Ab und zu warf ich einen Blick auf das andere Becken und sah, wie Elena es mit schnellen und regelmäßigen Armzügen durchquerte, oder wie sie vom Sprungbrett sprang mit einer Präzision, die mich in einem anderen Moment grün vor Neid hätte werden lassen. Aber dann sah ich Ivan an und vergaß sofort alles andere.
Als ich schon ziemlich müde war und mich zur Entspannung auf dem Rücken treiben ließ, tauchte sie plötzlich mit ruhigem Schritt in meinem Blickfeld auf und blieb am Beckenrand stehen, um mich anzusehen. Sie war mindestens so lange geschwommen wie ich, aber sie war nicht mal außer Atem.

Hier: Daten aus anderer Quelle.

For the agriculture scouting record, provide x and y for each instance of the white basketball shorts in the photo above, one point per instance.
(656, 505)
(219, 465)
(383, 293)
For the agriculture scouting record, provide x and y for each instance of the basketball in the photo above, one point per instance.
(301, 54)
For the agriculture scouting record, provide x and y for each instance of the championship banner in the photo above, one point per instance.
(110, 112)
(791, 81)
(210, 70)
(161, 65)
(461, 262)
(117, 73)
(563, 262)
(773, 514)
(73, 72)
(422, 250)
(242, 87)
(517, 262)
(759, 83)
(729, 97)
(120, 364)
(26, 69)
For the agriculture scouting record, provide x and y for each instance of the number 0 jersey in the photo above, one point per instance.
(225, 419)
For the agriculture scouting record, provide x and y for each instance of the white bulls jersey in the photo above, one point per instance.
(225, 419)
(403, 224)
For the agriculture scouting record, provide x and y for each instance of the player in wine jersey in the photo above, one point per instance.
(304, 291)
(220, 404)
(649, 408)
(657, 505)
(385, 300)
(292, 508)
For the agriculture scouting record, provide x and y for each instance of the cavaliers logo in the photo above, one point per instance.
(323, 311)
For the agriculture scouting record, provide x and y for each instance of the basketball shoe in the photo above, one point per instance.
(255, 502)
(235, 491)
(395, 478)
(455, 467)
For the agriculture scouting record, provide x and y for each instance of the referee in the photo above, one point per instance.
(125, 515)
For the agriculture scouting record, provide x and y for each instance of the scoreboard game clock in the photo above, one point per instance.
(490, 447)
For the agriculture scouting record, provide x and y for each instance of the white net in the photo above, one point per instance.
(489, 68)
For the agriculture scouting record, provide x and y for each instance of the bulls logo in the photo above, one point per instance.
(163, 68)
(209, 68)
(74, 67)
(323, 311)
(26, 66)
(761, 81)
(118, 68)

Als unsere Blicke sich trafen, nickte sie mir grüßend zu, und ich richtete mich auf, um ihre Geste zu erwidern.
»Ich habe dich noch nie schwimmen sehen«, sagte sie. »Dein Stil ist gut.«
»Danke. Deiner auch.«
Ich warf einen nervösen Blick auf Ivan, der am Beckenrand saß und uns zusah. Worauf wollte sie hinaus?
Sie kam noch näher. »Hast du Lust auf eine gemeinsame Runde?«
Ah, das war es also.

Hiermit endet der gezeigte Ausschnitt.